AIR Responder Architecture; overview and performance analysis

What is an AIR responder?

The AIR responder, a 40MB standalone package, acts as a virtual incident responder, delivering SOC level 3-4 expertise to your assets for unmatched cyber resilience and readiness. It interfaces with the AIR console for executing precise, user-defined tasks, providing wide-ranging coverage with minimal resource use, bypassing the need for constant monitoring.

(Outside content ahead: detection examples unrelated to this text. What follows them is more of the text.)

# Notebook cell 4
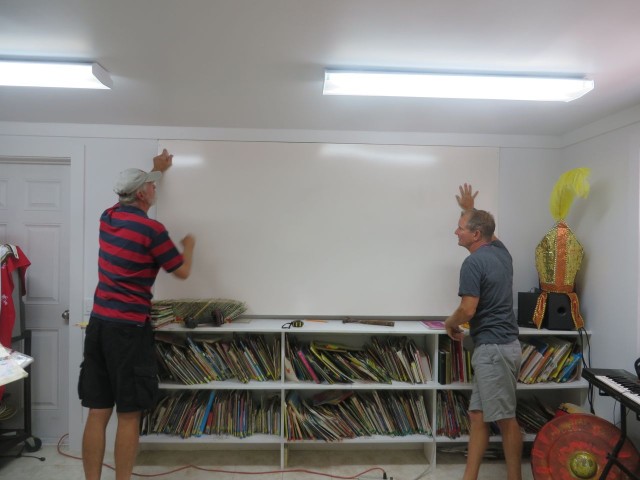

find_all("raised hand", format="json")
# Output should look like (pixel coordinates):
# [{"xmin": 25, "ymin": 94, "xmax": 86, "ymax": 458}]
[
  {"xmin": 153, "ymin": 148, "xmax": 173, "ymax": 172},
  {"xmin": 456, "ymin": 183, "xmax": 479, "ymax": 211}
]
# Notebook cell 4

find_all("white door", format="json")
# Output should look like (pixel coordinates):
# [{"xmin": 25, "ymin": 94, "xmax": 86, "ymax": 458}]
[{"xmin": 0, "ymin": 157, "xmax": 70, "ymax": 443}]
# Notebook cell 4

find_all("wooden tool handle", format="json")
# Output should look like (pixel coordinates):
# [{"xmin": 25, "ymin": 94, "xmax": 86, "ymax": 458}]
[{"xmin": 342, "ymin": 317, "xmax": 395, "ymax": 327}]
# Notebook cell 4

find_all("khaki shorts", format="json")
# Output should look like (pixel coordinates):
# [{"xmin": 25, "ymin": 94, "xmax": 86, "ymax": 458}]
[{"xmin": 469, "ymin": 340, "xmax": 522, "ymax": 422}]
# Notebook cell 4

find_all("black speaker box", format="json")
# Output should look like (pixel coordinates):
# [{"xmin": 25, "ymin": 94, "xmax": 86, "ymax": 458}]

The AIR responder maintains regular communication with the AIR Console via what in its simplest form is known as HTTP polling, and what we like to call, ‘a visit’. The visit interval is normally about 30 seconds for environments with fewer than 1000 assets. For larger environments, the interval is calculated using the following formula:

intervalSeconds = MANAGED_ENDPOINT_COUNT / 100

For instance, in a scenario with 5000 assets, the calculated visit interval would be 50 seconds.

The responder sends these visit requests to tell the AIR console that it is online and ready to receive any task assignments that are awaiting actioning.

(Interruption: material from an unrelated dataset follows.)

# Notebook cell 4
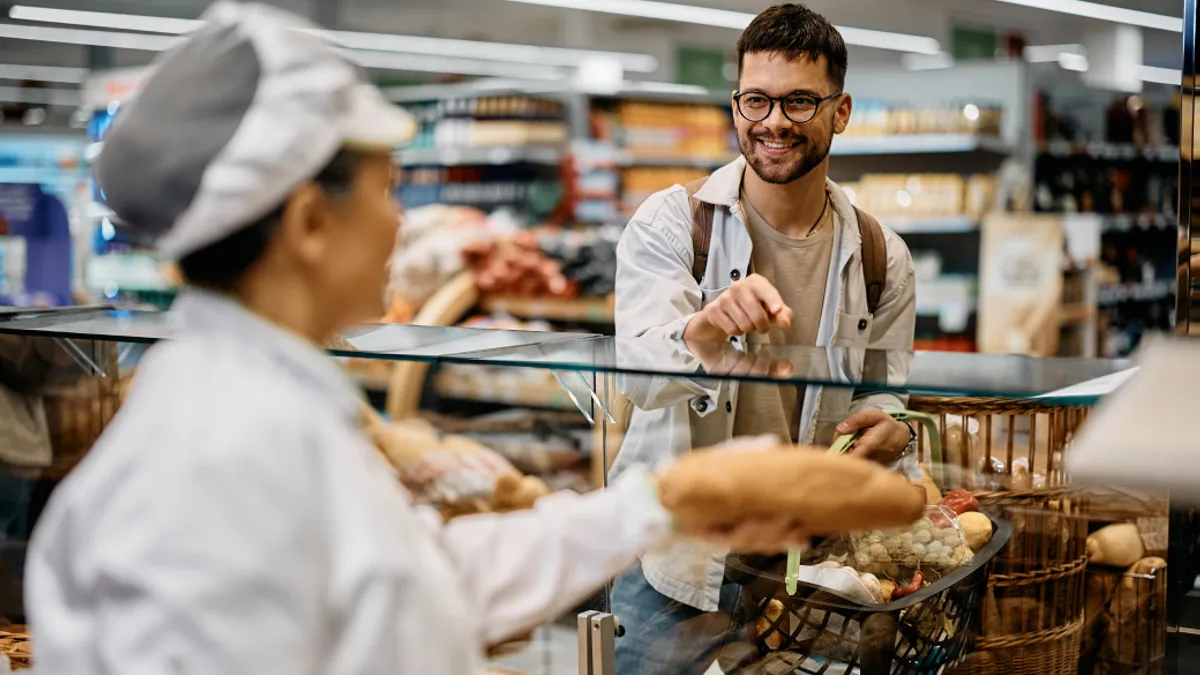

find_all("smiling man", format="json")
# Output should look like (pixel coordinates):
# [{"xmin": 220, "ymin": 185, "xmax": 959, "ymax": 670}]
[{"xmin": 613, "ymin": 4, "xmax": 916, "ymax": 675}]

If the responder does not make a visit at the required interval, it will be shown as offline in the AIR console.

If the responder does not make a visit for 30 days, it will be marked as unreachable. This status will immediately be fixed once the asset is back online.

If a task assignment is not collected by the responder within 30 days of its creation, it will expire and will not be actioned even when the asset reconnects and the responder visits next.

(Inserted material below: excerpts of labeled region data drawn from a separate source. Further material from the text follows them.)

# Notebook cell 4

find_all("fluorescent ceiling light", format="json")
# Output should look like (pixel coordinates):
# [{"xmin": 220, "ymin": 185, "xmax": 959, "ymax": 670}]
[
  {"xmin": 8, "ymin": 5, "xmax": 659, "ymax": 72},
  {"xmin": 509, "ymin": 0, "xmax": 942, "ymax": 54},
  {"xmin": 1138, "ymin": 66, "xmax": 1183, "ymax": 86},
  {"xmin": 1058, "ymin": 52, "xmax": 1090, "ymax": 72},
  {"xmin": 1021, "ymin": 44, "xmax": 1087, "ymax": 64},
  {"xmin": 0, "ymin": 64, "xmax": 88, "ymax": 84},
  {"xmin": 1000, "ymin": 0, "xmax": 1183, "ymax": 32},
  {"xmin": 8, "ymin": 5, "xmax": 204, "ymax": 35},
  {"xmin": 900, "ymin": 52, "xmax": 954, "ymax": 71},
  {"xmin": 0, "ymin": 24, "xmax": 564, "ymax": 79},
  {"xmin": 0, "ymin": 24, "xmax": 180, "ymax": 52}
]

How does the AIR responder work?

Simply put, when the AIR responder collects a task assignment from the AIR console, it carries out the task and provides a report back to the AIR console upon completion. On the other hand, when the AIR responder is in an idle state, it periodically (as discussed above) sends visit requests to the AIR console, checking if any new tasks have been assigned to it. During these visit requests, the AIR responder only checks for task assignments and does not perform any other operations.

The AIR responder is capable of executing various tasks when assigned by the AIR Console. These tasks include:

  • Acquisition

  • Triage scanning (YARA, Sigma, osquery, MITRE ATT&CK)

  • Isolation

  • interACT sessions

  • Auto Tagging

  • Disk/Volume Imaging

  • Investigation (Timeline)

  • Baseline

  • Log Retrieval

  • Certificate Authority Update

  • Migration

  • Reboot

  • Shutdown

  • Update

  • Uninstall

Both the Acquisition and Disk Image tasks support the ability to upload collected evidence to external repositories such as Amazon S3, Azure Blob Storage, FTPS, SFTP, and SMB. These tasks enable the AIR responder to securely transfer the acquired evidence or disk images to the designated repositories for storage and further analysis.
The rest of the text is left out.